Interviewing them has just proved to me that they are as awesome, grounded, and excited about life as they'd appeared through their blogs and comics. These guys are great.

So, continuing my comic feature from ages ago, here's three more amazing webcomic artists (who I now know more about than ever before and are way cooler than I'd ever thought!)

Based out of Finland, University student Minna Sundberg somehow manages to create a page a day of this beautifully crafted multi-media webcomic A Redtail's Dream. 24-year-old Hannu and his dog, Ville, are enlisted by the great and powerful spirit Puppy Fox to fix a grievous error on his part before the council of elder foxes gets out and notices how badly he messed up in watching the Northern Lights while they were away. 
...I'm really not doing this any justice. The art is breathtaking, the story absolutely wonderful, and it is a definite must read.

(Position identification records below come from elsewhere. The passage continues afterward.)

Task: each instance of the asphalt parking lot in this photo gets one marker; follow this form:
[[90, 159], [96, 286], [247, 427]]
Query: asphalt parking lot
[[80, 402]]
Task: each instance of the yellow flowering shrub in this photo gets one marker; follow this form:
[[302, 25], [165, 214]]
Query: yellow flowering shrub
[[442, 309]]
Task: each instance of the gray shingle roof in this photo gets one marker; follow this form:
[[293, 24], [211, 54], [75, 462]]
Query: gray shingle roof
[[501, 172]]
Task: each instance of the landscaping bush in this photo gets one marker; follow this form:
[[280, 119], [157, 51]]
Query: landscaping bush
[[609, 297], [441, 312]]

Second for today is Nimona

Written and drawn by Noelle Stevenson, Nimona updates on Tuesdays and Thursdays. It has already won a couple of awards, and is slated for publication by HarperCollins in 2015.

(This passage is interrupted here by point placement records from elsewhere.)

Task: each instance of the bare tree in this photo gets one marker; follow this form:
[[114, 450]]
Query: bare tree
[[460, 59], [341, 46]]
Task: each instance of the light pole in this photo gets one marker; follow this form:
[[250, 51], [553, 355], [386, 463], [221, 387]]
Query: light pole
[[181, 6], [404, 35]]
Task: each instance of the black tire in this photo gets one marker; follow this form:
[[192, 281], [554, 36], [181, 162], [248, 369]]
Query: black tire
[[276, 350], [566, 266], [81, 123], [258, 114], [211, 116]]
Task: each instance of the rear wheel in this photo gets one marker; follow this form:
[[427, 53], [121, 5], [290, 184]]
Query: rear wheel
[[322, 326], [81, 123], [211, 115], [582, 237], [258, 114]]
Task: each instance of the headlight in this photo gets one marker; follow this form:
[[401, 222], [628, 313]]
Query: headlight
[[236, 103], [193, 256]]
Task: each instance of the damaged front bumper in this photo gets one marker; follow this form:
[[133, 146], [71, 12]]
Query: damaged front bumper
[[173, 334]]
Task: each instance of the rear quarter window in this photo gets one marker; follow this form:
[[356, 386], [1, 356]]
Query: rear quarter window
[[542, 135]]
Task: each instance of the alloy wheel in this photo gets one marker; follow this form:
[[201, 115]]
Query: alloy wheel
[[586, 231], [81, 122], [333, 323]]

"Lord Ballister Blackheart has a point to make, and his point is that the good guys aren't as good as they seem. He makes a comfortable living as a supervillain, but never really seems to accomplish much - until he takes on a new sidekick, Nimona, a shapeshifter with her own ideas of how things should be done. Unfortunately, most of those ideas involve blowing things up. Now Ballister must teach his young protégé some restraint and try to keep her from destroying everything, while simultaneously attempting to expose the dark dealings of those who claim to be the protectors of the kingdom - including his former best friend turned nemesis, Ambrosius Goldenloin."

Noelle's terrifically unique art style is completely charming, and belies the careful and deceptively solid plot and complex characters. The totally anachronistic world is hilarious and whimsical, and feels like you can read whatever sardonic social commentary you would like into it, but on the surface is just funny and entertaining.